The Scots have been visiting the ballot box more than anyone else in recent history.
They first cast their votes in an independence referendum in 2014, then in Britain's general election the next year. Last year, they went to the polls again for the referendum on whether the country will remain part of the European Union.
On Thursday, they will vote for who they want to represent them in Westminster.
With the prospect of a second independence referendum looming and Brexit on their minds, Scottish voters are turning the northern country into a key battleground as Prime Minister Theresa May looks to turn the tide for her Conservative Party after being wiped out in Scotland 20 years ago.
Surveys are showing that the landslide victory which the Scottish National Party (SNP) had in the nation's 2015 general election could be eroded this time, with a recent one by pollster YouGov giving SNP 42 per cent of the vote share, while the Tories have 29 per cent.
SCOTLAND VOTES AGAIN
POPULATION: 5.4 million
NUMBER OF VOTERS: 3.92 million
NUMBER OF SEATS IN UK PARLIAMENT: 59 out of 650
NUMBER OF SEATS BY POLITICAL PARTIES IN THE LAST FIVE GENERAL ELECTIONS
1997: 56 Labour; 10 Liberal Democrats; 6 Scottish National Party (SNP); 0 Conservatives
2001: 56 Labour; 10 Liberal Democrats; 5 SNP; 1 Conservatives
2005: 41 Labour; 11 Liberal Democrats; 6 SNP; 1 Conservatives
2010: 41 Labour; 11 Liberal Democrats; 6 SNP; 1 Conservatives
2015: 56 SNP; 1 Labour; 1 Liberal Democrats; 1 Conservatives
VOTING INTENTION POLL FOR THURSDAY'S GENERAL ELECTION: 42% SNP; 29% Conservatives; 19% Labour; 6% Liberal Democrats; 3% Other (Source: YouGov from May 15-18)

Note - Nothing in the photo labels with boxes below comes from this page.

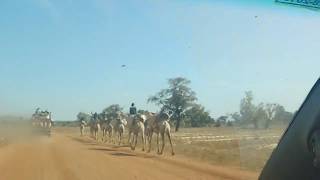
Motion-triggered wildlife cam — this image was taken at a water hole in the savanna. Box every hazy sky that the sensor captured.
[0,0,320,120]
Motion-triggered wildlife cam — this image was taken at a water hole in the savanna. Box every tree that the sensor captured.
[148,77,197,131]
[102,104,123,120]
[185,104,213,127]
[252,103,267,129]
[77,112,90,122]
[274,105,294,124]
[264,103,280,129]
[240,91,256,124]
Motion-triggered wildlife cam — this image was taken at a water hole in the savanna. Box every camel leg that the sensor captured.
[167,132,175,156]
[157,133,160,154]
[133,134,138,150]
[141,132,146,151]
[147,132,153,153]
[160,133,165,154]
[128,129,132,145]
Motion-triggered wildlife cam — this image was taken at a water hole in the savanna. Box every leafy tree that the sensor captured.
[137,109,149,114]
[148,77,197,131]
[77,112,90,122]
[252,103,267,129]
[240,91,256,124]
[274,105,294,124]
[230,112,241,124]
[217,116,228,125]
[184,104,213,127]
[264,103,280,129]
[102,104,123,120]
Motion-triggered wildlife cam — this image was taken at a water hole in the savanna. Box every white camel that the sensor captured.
[80,120,87,136]
[90,118,101,140]
[129,114,147,151]
[101,121,113,142]
[114,117,127,145]
[146,113,175,155]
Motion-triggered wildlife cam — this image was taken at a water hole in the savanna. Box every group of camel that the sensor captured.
[80,112,175,155]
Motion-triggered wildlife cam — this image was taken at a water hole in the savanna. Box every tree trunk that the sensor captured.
[176,117,181,132]
[264,119,271,129]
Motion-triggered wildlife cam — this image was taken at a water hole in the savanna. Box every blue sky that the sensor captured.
[0,0,320,120]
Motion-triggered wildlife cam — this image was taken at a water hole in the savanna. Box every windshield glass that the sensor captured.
[0,0,320,180]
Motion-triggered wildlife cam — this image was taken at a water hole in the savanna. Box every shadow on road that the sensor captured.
[111,152,137,156]
[88,148,116,152]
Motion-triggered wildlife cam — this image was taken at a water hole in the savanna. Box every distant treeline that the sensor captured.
[74,77,293,130]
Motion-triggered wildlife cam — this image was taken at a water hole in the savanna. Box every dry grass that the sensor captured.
[52,127,284,172]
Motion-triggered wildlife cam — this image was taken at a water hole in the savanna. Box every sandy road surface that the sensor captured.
[0,131,257,180]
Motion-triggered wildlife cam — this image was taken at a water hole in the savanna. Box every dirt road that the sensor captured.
[0,131,257,180]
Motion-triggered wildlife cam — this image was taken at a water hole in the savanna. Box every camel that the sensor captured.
[101,121,113,142]
[146,113,175,155]
[80,121,87,136]
[90,113,101,140]
[114,117,127,145]
[129,114,146,151]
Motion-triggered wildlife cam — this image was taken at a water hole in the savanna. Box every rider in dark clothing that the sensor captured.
[129,103,137,123]
[130,103,137,115]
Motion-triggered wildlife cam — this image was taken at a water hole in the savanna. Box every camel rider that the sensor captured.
[116,112,122,124]
[129,103,137,123]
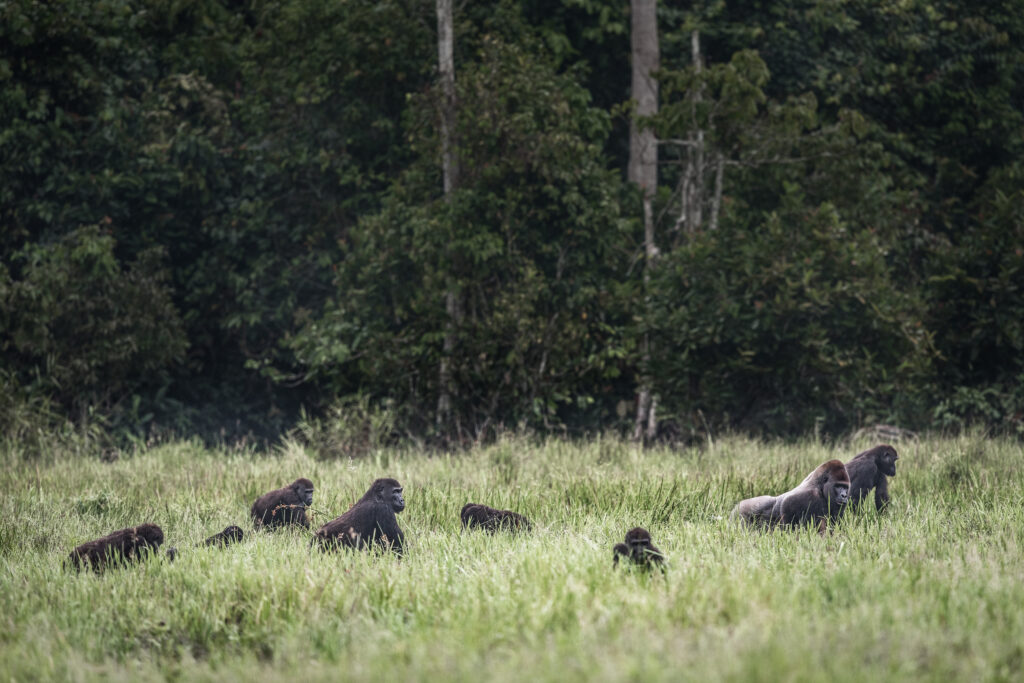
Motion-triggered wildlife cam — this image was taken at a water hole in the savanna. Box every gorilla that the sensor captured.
[200,524,245,547]
[611,526,665,571]
[730,460,850,533]
[311,479,406,555]
[459,503,532,533]
[67,524,163,571]
[250,477,313,528]
[846,443,899,512]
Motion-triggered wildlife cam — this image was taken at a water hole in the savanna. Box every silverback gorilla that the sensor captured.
[731,460,850,533]
[312,479,406,555]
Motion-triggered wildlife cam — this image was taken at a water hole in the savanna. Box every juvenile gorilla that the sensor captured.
[846,444,899,512]
[731,460,850,533]
[312,479,406,555]
[250,477,313,528]
[611,526,665,570]
[200,524,245,546]
[459,503,534,533]
[68,524,165,571]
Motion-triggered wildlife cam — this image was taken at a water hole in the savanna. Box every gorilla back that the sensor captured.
[312,479,406,555]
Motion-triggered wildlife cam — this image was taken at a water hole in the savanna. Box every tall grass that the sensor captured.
[0,434,1024,681]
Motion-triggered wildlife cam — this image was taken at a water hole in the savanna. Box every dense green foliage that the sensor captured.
[0,435,1024,682]
[0,0,1024,441]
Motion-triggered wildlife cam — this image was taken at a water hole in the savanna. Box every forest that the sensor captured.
[0,0,1024,448]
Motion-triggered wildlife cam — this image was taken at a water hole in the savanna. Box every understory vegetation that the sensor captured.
[0,432,1024,681]
[6,0,1024,444]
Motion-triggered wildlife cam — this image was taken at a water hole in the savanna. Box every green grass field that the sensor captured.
[0,434,1024,683]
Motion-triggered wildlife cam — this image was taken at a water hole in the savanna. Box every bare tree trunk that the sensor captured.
[675,30,707,234]
[436,0,460,431]
[629,0,660,441]
[708,152,725,230]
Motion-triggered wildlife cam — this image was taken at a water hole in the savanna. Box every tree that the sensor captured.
[628,0,658,440]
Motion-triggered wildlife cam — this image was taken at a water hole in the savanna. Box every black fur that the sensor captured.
[846,443,899,512]
[312,479,406,554]
[250,477,313,528]
[611,526,665,570]
[68,524,164,571]
[459,503,534,533]
[201,524,245,546]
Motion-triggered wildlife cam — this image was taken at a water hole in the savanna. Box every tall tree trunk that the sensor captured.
[436,0,460,432]
[675,30,707,234]
[629,0,659,441]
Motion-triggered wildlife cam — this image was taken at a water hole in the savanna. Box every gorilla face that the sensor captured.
[878,446,899,477]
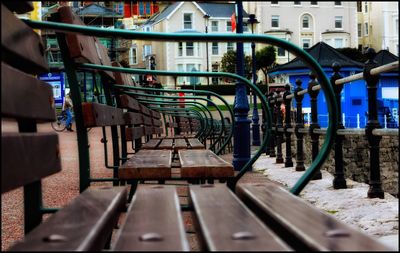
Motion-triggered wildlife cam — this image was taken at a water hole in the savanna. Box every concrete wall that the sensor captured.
[282,131,399,196]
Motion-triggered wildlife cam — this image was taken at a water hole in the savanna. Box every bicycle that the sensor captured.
[51,110,67,132]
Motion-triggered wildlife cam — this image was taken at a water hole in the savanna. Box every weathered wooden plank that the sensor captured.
[82,102,125,127]
[1,0,33,14]
[1,62,55,121]
[189,185,291,252]
[112,62,135,86]
[113,185,190,251]
[178,149,234,178]
[151,110,161,119]
[10,187,127,251]
[125,126,145,141]
[157,139,173,149]
[174,139,188,152]
[1,133,61,193]
[1,4,49,74]
[236,182,388,251]
[124,112,143,125]
[139,104,151,118]
[187,138,205,149]
[153,118,162,126]
[118,150,172,179]
[141,139,161,149]
[120,94,140,112]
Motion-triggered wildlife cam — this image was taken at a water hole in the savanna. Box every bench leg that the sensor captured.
[128,180,138,202]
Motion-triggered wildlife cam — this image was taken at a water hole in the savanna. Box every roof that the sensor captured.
[76,3,122,18]
[269,42,364,74]
[374,50,399,66]
[145,2,249,25]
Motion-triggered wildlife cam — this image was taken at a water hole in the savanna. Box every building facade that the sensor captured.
[357,1,399,56]
[142,1,251,88]
[243,1,358,64]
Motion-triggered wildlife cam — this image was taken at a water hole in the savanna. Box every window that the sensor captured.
[183,13,193,29]
[243,43,251,55]
[243,22,249,32]
[226,42,235,51]
[186,42,194,56]
[357,1,362,12]
[301,39,311,49]
[271,15,279,28]
[357,23,362,37]
[143,45,151,60]
[226,21,232,32]
[211,21,218,32]
[335,16,343,29]
[211,42,219,55]
[129,47,137,65]
[278,47,286,56]
[334,38,343,48]
[178,42,183,56]
[303,16,310,28]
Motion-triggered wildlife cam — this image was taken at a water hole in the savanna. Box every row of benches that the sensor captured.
[1,2,387,251]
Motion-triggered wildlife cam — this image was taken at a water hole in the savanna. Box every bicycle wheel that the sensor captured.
[51,119,67,132]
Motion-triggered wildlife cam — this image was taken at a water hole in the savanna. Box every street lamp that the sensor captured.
[203,14,211,106]
[247,14,261,146]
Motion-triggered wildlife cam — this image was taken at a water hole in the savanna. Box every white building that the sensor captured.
[243,1,358,64]
[357,1,399,56]
[138,1,251,88]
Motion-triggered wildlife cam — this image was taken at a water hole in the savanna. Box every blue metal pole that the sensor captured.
[250,14,261,146]
[232,1,251,171]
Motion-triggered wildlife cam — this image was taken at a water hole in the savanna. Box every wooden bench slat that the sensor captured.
[1,4,49,74]
[157,139,174,149]
[112,185,190,251]
[118,150,172,179]
[187,138,205,149]
[10,187,127,251]
[174,139,188,152]
[1,0,33,14]
[141,139,161,149]
[1,62,55,121]
[125,126,145,141]
[236,183,387,251]
[82,102,125,127]
[189,185,290,251]
[124,112,143,125]
[1,133,61,193]
[178,149,234,178]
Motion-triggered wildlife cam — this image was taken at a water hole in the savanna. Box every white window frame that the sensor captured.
[182,12,194,30]
[211,42,219,55]
[271,15,280,29]
[211,20,219,32]
[129,47,138,65]
[335,16,343,30]
[333,38,344,48]
[226,42,235,52]
[301,14,311,29]
[301,38,312,49]
[226,20,232,32]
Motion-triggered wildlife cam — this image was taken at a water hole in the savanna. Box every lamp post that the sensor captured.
[247,14,261,146]
[203,14,211,106]
[232,1,251,171]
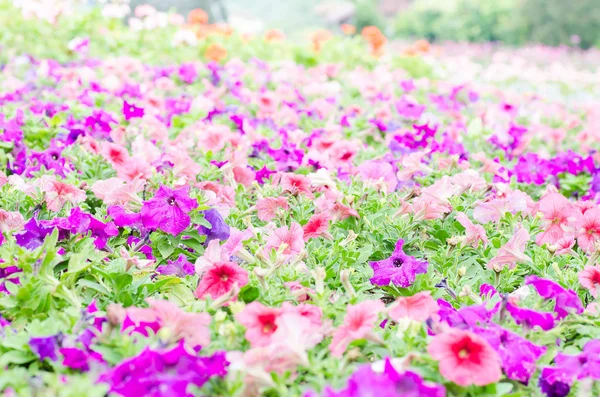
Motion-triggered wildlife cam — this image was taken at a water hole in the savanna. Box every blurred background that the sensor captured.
[123,0,600,48]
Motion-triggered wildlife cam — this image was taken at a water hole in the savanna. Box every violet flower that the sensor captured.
[369,239,429,288]
[198,209,231,245]
[140,185,198,236]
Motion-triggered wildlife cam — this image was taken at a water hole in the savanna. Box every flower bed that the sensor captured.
[0,0,600,397]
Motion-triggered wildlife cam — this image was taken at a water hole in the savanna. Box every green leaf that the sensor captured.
[239,285,260,303]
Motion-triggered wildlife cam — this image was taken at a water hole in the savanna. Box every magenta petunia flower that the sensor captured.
[140,185,198,236]
[123,101,144,120]
[369,239,429,288]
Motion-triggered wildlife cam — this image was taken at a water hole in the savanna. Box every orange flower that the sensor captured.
[188,8,208,25]
[413,40,431,52]
[265,29,285,43]
[362,26,387,56]
[340,23,356,36]
[204,44,227,62]
[312,29,333,52]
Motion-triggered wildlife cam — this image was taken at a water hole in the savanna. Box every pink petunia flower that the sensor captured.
[279,173,313,197]
[575,207,600,253]
[302,212,331,241]
[579,266,600,298]
[535,193,579,245]
[329,300,385,357]
[235,302,283,347]
[388,291,439,321]
[427,328,502,386]
[44,180,85,212]
[265,222,304,255]
[456,212,488,248]
[487,224,531,271]
[256,197,289,222]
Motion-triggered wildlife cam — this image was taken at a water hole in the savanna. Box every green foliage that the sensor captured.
[395,0,600,48]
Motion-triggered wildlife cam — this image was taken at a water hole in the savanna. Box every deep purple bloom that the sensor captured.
[29,334,62,361]
[506,302,554,331]
[99,342,229,397]
[15,216,54,250]
[525,276,583,320]
[198,209,231,244]
[369,239,429,288]
[323,358,446,397]
[473,326,546,384]
[156,254,195,277]
[123,101,144,120]
[140,185,198,236]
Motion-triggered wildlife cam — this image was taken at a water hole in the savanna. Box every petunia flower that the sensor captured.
[525,276,583,320]
[369,239,429,288]
[140,185,198,236]
[427,328,502,386]
[329,300,385,357]
[235,302,283,347]
[44,181,86,212]
[578,265,600,298]
[198,208,231,244]
[388,291,439,322]
[575,207,600,253]
[486,224,531,271]
[265,222,304,255]
[123,101,144,121]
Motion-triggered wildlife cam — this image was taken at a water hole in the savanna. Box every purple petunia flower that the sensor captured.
[506,302,554,331]
[99,342,229,397]
[525,276,583,320]
[123,101,144,120]
[140,185,198,236]
[313,358,446,397]
[15,216,54,250]
[29,334,62,361]
[156,254,195,277]
[198,209,231,244]
[369,239,429,288]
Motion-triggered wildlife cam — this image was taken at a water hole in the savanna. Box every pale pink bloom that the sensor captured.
[552,236,575,255]
[222,227,254,255]
[265,222,304,255]
[411,197,452,221]
[535,193,579,245]
[427,328,502,386]
[44,181,86,212]
[456,212,488,248]
[302,212,331,241]
[329,300,385,357]
[0,208,25,233]
[146,298,211,347]
[575,207,600,253]
[473,190,529,223]
[579,265,600,298]
[256,196,289,222]
[397,152,433,181]
[358,161,398,192]
[388,291,439,322]
[232,166,256,187]
[487,224,531,271]
[279,173,313,197]
[235,301,283,347]
[450,170,488,193]
[102,142,129,167]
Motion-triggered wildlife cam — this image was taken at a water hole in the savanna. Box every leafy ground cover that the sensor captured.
[0,0,600,397]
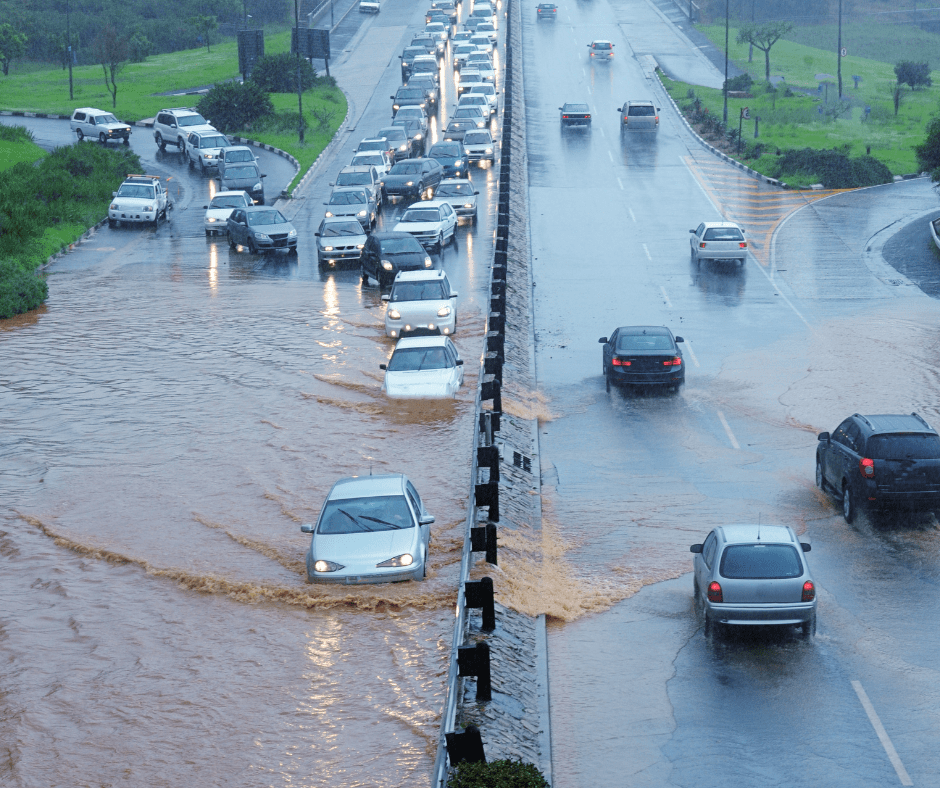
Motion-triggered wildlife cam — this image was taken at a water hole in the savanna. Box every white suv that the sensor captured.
[382,270,457,339]
[153,107,216,153]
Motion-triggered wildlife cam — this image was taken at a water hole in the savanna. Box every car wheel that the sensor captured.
[842,482,855,523]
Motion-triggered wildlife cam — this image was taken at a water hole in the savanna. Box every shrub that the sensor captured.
[447,761,551,788]
[196,81,274,134]
[251,52,320,93]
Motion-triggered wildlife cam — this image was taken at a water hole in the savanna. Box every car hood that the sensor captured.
[313,527,418,564]
[385,369,453,398]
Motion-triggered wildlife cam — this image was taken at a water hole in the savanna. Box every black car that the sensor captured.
[558,104,591,129]
[428,140,467,178]
[384,159,444,198]
[816,413,940,523]
[597,326,685,391]
[389,87,430,117]
[535,3,558,21]
[361,232,434,287]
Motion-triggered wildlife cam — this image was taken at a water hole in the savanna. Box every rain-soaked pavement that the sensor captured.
[523,0,940,788]
[0,0,506,787]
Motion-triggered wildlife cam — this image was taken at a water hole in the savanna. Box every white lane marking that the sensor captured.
[718,411,741,449]
[852,681,914,785]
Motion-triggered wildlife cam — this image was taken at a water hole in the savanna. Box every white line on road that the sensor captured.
[718,411,741,449]
[852,681,914,785]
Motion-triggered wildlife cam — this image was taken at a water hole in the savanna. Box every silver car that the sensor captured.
[689,222,747,265]
[300,473,434,585]
[689,525,816,638]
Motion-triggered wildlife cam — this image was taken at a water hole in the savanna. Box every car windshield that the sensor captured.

VOTING INTENTION POLL FOR SECOND INDEPENDENCE REFERENDUM: 50% no to independence; 42% yes to independence; 8% don't know (Sources: Survation, Panelbase, YouGov, TNS-BMRB, Ipsos Mori, BMG Research, June 2)
Trailing the two parties is Labour at 19 per cent.
Two years ago, SNP took a stunning 50 per cent of the vote share, sweeping 56 of the 59 parliamentary seats in Westminster and leaving its political rivals Labour, the Liberal Democrats and the Tories with just one seat each.
But there are signs that this love for the nationalist party has turned a little sour for some, who have become increasingly annoyed at party leader Nicola Sturgeon's insistence on a second independence referendum.
"There's a strong anti-SNP feeling in the area," said Mr William Steward, 65, a retired teacher who lives in Edinburgh South.
"There's a strong feeling that her main ambition in life is to get independence. That's what she's concentrating on and she's not spending as much time as she should on governing the country, dealing with education and health and other problems we have."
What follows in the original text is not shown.